Like many chorea-acanthocytosis patients, Pam experiences difficulty with speech and is now looking at how a speech machine can help. (Other NA patients, including Alex Irvine in the UK, find the speech machine invaluable.)
Pam's whole family attended the well-organised meeting of the Hoffungsbaum Association that was brought together by the Glucken family. Hoffungsbaum, which focuses on neurodegeneration with brain iron accumulation (NBIA), was a supporter of the Bethesda symposium in October. Patients with PKAN, the most common disease in the NBIA group, often also have the spiky red blood cells associated with all the NA diseases. Unlike NA, PKAN often affects infants and young children.

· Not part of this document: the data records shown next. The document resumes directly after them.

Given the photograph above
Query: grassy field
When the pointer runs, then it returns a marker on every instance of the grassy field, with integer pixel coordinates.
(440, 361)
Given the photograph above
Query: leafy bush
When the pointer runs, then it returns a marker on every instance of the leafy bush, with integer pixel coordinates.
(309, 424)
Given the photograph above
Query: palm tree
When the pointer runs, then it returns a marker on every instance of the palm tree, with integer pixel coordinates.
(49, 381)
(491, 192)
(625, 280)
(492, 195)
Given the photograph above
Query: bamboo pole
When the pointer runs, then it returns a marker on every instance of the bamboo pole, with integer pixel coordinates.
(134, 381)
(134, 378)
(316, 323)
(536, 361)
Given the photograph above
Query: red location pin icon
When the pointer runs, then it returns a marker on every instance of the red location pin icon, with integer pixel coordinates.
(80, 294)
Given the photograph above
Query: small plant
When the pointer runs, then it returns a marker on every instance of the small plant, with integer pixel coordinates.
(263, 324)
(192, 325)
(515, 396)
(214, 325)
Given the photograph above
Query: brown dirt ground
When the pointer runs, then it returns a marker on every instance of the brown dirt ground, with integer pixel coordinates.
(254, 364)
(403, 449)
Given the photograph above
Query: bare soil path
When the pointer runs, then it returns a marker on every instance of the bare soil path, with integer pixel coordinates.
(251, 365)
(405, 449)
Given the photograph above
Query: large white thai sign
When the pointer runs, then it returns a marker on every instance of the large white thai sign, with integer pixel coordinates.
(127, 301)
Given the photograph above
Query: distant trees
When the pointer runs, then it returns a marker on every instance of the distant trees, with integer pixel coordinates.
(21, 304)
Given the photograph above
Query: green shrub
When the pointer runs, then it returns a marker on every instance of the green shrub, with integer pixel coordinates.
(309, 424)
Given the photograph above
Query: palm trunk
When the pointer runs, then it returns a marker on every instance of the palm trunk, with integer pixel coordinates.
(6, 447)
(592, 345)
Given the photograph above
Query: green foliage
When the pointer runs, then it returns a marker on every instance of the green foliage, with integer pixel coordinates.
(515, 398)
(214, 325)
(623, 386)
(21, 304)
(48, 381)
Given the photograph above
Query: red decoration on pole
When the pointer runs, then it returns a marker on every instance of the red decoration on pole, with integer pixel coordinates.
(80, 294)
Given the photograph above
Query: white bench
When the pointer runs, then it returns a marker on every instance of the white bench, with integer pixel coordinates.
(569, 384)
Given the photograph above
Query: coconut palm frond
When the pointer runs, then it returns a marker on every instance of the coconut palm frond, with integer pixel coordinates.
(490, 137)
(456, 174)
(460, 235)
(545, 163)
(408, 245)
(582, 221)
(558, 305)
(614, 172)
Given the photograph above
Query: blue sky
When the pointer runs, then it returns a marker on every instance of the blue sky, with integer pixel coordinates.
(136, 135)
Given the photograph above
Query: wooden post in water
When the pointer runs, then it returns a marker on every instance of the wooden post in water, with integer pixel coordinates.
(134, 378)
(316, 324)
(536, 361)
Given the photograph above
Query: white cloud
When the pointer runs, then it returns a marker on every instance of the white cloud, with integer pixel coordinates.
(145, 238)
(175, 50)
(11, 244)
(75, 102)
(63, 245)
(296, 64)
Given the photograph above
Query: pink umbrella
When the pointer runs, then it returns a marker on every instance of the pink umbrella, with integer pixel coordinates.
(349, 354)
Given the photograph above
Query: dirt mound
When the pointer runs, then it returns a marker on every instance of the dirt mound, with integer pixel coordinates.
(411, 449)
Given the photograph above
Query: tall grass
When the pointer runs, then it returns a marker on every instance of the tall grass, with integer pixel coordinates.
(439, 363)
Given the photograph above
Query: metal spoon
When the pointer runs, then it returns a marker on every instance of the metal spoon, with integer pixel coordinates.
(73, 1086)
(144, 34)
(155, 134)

Meetings like these are valuable, Pamela's family says. “It is a better feeling not to be alone with your concerns, and perhaps we can help one another.”

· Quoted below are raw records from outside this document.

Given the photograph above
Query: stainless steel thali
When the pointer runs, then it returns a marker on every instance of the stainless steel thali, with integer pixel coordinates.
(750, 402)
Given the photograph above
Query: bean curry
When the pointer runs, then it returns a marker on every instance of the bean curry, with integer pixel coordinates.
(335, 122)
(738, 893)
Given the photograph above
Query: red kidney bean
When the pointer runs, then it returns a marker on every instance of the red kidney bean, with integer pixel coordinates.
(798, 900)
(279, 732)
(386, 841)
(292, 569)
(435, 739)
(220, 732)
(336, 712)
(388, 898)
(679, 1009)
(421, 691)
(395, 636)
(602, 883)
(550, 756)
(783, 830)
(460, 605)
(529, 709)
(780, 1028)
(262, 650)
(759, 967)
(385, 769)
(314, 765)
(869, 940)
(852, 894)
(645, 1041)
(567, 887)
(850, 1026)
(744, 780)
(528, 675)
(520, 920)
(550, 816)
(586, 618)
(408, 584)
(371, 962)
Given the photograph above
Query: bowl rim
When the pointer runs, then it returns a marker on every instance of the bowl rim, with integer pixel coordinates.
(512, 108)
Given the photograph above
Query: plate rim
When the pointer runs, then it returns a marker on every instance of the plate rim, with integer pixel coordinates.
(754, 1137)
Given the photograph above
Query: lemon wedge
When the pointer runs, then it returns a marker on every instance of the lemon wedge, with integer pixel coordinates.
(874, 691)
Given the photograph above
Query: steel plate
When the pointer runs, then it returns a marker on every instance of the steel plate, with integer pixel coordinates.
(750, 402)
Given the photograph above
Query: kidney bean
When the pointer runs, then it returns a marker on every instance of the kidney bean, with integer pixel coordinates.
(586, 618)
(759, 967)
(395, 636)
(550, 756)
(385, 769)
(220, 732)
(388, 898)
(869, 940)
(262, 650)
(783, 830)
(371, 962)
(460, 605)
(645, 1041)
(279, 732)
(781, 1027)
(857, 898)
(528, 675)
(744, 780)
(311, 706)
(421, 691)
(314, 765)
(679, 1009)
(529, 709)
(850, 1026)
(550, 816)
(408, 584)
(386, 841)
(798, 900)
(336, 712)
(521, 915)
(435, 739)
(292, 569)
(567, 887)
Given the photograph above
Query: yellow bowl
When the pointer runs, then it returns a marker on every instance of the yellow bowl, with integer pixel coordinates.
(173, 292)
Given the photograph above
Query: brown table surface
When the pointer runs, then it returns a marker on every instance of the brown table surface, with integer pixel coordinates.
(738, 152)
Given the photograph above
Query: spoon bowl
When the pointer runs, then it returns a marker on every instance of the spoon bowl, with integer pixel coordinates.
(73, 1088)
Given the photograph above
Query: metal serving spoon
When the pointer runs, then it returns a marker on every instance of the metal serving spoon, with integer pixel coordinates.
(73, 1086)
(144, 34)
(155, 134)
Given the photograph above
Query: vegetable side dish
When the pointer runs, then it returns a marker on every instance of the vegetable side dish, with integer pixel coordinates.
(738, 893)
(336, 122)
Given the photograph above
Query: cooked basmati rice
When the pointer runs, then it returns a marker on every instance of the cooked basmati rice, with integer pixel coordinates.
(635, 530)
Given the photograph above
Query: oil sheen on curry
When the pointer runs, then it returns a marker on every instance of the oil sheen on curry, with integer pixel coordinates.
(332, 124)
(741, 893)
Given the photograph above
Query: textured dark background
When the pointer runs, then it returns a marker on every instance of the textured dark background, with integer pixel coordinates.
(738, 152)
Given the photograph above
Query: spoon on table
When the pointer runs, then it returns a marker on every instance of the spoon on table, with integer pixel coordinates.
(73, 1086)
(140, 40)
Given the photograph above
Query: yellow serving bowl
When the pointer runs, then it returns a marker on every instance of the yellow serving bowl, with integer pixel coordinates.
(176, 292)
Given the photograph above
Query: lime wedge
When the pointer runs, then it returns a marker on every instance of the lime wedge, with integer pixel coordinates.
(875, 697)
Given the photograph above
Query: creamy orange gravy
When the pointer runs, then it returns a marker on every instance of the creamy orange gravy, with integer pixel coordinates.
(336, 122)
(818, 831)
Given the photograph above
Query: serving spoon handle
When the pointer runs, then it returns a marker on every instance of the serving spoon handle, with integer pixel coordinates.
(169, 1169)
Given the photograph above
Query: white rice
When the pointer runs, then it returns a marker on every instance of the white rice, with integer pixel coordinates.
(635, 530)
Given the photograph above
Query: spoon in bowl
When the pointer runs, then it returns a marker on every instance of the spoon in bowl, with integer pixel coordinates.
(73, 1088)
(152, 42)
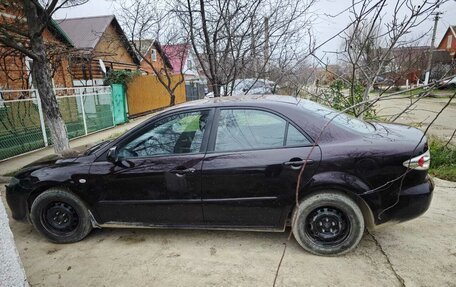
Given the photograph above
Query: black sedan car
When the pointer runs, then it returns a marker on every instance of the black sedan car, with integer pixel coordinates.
(234, 163)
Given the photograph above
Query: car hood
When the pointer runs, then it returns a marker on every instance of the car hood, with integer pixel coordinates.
(67, 157)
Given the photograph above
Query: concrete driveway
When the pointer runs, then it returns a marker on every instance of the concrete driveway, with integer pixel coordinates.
(421, 252)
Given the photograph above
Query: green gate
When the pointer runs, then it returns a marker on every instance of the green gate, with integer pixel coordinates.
(119, 109)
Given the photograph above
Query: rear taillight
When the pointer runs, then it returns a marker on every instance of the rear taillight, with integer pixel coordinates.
(420, 162)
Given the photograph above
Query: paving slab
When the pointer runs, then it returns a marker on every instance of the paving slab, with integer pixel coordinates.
(421, 252)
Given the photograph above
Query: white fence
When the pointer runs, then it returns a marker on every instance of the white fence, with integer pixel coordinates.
(22, 122)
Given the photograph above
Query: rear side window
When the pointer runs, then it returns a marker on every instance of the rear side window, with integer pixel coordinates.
(246, 129)
(295, 137)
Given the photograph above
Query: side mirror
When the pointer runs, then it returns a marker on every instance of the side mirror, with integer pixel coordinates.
(112, 155)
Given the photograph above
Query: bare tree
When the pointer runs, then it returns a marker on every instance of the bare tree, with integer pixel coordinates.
(372, 38)
(22, 28)
(234, 39)
(150, 27)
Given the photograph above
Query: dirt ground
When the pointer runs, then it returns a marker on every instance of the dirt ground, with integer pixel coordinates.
(421, 252)
(422, 113)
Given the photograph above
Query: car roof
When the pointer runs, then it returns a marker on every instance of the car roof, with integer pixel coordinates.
(246, 100)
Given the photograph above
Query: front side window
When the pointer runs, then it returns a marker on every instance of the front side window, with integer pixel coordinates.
(176, 134)
(245, 129)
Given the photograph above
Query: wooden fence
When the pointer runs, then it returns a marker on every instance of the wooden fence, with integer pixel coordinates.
(146, 93)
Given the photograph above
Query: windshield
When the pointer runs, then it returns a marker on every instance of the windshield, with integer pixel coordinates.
(338, 118)
(92, 149)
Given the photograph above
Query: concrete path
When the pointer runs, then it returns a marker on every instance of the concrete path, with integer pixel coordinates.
(13, 164)
(422, 113)
(421, 252)
(11, 270)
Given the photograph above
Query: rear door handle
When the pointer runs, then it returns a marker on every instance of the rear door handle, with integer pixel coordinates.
(183, 171)
(296, 164)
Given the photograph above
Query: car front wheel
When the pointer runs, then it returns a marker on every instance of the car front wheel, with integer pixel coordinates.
(328, 223)
(60, 216)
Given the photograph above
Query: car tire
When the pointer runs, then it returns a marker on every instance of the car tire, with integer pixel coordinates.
(60, 216)
(328, 223)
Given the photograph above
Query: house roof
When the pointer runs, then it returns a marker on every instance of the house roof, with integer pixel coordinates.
(177, 55)
(86, 32)
(453, 31)
(145, 45)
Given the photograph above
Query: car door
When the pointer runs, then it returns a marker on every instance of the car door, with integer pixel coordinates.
(157, 179)
(251, 168)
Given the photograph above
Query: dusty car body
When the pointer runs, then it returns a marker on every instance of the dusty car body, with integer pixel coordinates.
(208, 175)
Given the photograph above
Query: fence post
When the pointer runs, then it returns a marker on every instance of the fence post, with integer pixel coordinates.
(40, 112)
(83, 113)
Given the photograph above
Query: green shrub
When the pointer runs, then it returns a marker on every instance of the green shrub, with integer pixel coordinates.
(443, 159)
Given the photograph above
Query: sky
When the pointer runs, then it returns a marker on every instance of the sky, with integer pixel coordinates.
(324, 26)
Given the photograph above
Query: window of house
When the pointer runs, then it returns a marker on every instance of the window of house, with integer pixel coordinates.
(246, 129)
(176, 134)
(153, 55)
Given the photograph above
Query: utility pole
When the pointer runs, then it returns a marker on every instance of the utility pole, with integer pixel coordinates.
(254, 57)
(266, 46)
(431, 48)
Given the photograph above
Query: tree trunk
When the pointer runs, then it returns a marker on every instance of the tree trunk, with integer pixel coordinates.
(42, 80)
(172, 99)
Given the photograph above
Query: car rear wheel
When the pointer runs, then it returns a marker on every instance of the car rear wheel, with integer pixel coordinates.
(60, 216)
(328, 223)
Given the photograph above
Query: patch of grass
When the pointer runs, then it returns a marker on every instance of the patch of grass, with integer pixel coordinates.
(443, 159)
(116, 135)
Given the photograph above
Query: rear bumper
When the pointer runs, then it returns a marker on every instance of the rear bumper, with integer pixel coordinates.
(413, 202)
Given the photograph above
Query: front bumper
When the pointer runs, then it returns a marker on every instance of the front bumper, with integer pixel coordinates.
(412, 202)
(16, 200)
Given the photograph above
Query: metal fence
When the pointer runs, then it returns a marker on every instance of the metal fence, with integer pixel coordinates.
(22, 123)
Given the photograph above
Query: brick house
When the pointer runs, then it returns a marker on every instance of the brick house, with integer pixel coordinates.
(448, 42)
(15, 66)
(100, 45)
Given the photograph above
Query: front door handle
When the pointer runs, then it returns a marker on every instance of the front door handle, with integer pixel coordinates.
(183, 171)
(296, 164)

Ana Maria Paloma Argenta: Ezequiel writes from Madrid that Ana and the family spent a week at Port Aventura (the Spanish version of Disneyland Paris) south of Barcelona, enjoying the characters in the park. A second week took them to Valencia where they visited the L'Oceanografic and Science Museums, a marvelous experience, especially for the children. They also met up with another ChAc patient, Maria Isabel and her mother.
|Ana Maria Paloma Argenta with Jesus and Lucia|
Ana and Ezequiel travelled to Pamplona in August for a neurostimulator revision as a follow-up to her deep brain stimulation (DBS) operation. Ana's operation involved the placement of two electrodes through the skull into a specific area of the brain. The electrodes are connected to wires that link them with a pacemaker installed under the skin near the armpit. The pacemaker is then adjusted for the maximum benefit. The problems with the cables seem to be solved and the system is operating properly, which means some symptoms are being controlled. Ana is able to eat anything and continues her needlework as well as helping her children with their homework.

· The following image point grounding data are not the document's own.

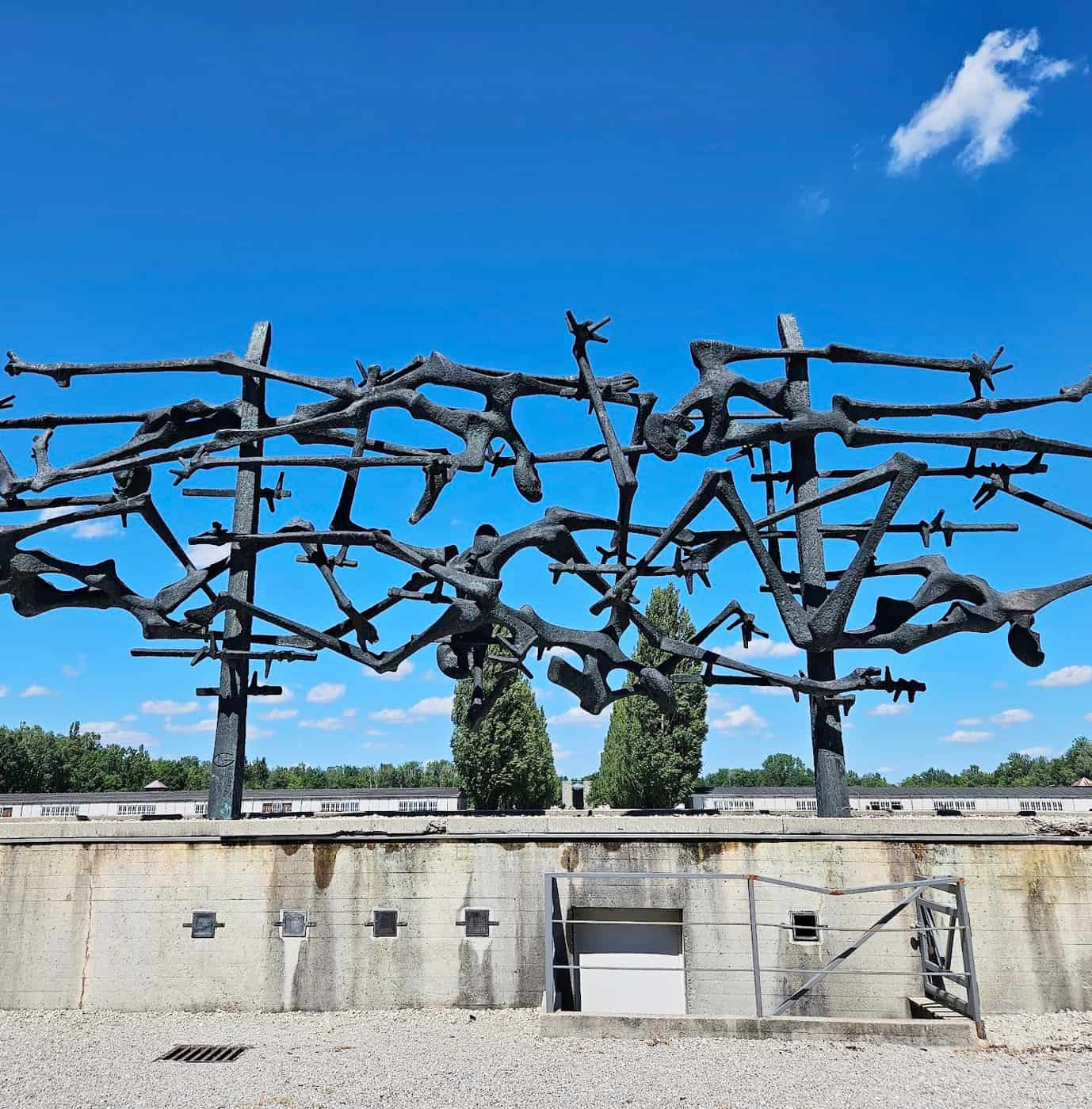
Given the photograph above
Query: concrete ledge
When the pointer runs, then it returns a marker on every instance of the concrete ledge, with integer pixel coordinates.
(624, 1026)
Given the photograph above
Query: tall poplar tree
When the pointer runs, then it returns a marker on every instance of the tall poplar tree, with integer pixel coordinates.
(651, 761)
(506, 761)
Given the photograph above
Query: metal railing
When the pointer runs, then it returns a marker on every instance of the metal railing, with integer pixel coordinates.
(937, 943)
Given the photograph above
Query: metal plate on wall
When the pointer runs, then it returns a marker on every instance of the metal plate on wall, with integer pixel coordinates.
(293, 924)
(477, 922)
(385, 923)
(203, 926)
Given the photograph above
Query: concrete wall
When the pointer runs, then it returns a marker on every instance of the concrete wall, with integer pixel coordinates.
(92, 915)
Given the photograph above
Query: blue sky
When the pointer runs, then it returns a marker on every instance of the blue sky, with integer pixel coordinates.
(380, 185)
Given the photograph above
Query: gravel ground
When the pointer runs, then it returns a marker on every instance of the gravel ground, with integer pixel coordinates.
(444, 1057)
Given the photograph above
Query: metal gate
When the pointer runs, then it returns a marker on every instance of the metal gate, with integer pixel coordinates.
(940, 932)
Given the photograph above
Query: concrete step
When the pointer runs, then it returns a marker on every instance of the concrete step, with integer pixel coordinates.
(637, 1026)
(926, 1008)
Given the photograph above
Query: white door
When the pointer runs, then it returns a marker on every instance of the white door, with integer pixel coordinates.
(632, 962)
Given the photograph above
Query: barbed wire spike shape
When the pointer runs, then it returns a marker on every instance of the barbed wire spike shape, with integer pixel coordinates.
(726, 416)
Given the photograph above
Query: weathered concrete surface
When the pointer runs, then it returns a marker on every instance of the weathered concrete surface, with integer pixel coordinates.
(636, 1026)
(91, 914)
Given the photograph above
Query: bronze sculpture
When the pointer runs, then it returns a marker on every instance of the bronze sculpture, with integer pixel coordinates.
(814, 604)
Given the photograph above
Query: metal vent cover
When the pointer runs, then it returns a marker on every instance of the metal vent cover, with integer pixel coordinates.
(294, 924)
(477, 922)
(385, 923)
(203, 1053)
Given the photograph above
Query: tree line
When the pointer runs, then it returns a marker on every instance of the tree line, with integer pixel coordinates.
(33, 760)
(649, 760)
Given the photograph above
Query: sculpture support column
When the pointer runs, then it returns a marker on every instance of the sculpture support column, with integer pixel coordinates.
(229, 753)
(831, 795)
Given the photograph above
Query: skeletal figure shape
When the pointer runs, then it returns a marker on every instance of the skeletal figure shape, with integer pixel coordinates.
(470, 623)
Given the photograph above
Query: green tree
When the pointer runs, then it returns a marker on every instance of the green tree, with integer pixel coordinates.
(651, 760)
(506, 761)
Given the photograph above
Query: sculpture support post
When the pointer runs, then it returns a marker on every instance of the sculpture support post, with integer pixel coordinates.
(229, 754)
(831, 795)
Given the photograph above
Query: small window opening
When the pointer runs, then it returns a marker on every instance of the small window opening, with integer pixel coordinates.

Maria Rivera: Sadly we need to report the death on 2 January of this year of NA patient Maria Rivera. In the summer of 2009, Maria's teenaged daughter Vikky Cruz through her school programme asked to participate in a Radio Rookie Broadcast in NYC to highlight her mother's struggle with NA. Her story was broadcast on WNYC radio in October and we heard from listeners as a result of the show.
Vikky first described her mother's condition at the time of the recording and then explained the history of events from her perspective as a young child: when Vikky was 8 her mother first started slurring her speech and subsequently falling and losing weight. She and her brothers were angry that she was not taking them to the park or buying them ice cream. When Vikky was 15 her mother's personality changed so that she wanted to be a teenager, too. The children and she moved in with her grandmother where Maria appeared self centered and moody. It was not until Vikky was 15 that her mother was finally diagnosed and began to learn more about the condition. Vikky also interviewed two relatives of patients in the NYC area and heard good advice as well as difficult stories: Eric suggested she stay strong and positive and Joanne encouraged her to be more helpful.